Bisporphyrin‐Fused Pentacenes Exhibiting Abnormal High Stability

A series of largely π -extended multichromophoric molecules including cross-conjugated, half cross-conjugated, conjugation-interrupted and linearly conjugated systems were synthesized and characterized. These multichromophoric molecular systems revealed interesting structural-property relationships. While the cross-conjugated bisporphyrin-fused pentacenequinone chromophores displayed broad UV-Vis absorption bands spanning from 350 nm through 650 nm, the linearly-conjugated bisporphyrin-fused pentacene chromophores exhibited much red-shifted absorptions at 800 - 900 nm. Bisporphyrin-fused pentacenes Pen-1b and Pen-2a showed rich redox chemistry with 7 and 8 observable redox states respectively. The linearly-conjugated bisporphyrin-fused pentacenes ( Pen-1b and Pen-2a ) possess much narrower HOMO-LUMO gaps (1.65 and 1.42 eV redox, respectively) and higher HOMO energy levels than those of their pentacene analogues (2.23 and 2.01 eV redox, respectively), similar to those of much unstable hexacenes and heptacenes. Counterintuitively, Pen-1b and Pen-2a demonstrated unusual stability. An estimated half-life of > 945 h was obtained for bisporphyrin-fused pentacene Pen-2a, which is remarkably much longer than that of its pentacene analogue ( BPE-P, half-life, 33 h).
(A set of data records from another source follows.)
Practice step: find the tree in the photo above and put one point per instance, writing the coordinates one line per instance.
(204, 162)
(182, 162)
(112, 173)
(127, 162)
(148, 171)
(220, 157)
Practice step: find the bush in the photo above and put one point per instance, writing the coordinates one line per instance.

Investigations of the abnormal stability of Pen-1b and Pen-2a using femtosecond transient absorption technique suggested nickel porphyrin centered photo-events leading to a short-lived intermediate charge transfer state, consequently blocking the photodegradation pathways. This charge transfer event is believed to play a major role in causing the abnormal stability of Pen-1b and Pen-2a. Steric effect and decreased LUMO energy level also contributed to stabilizing the bisporphyrin-fused pentacenes.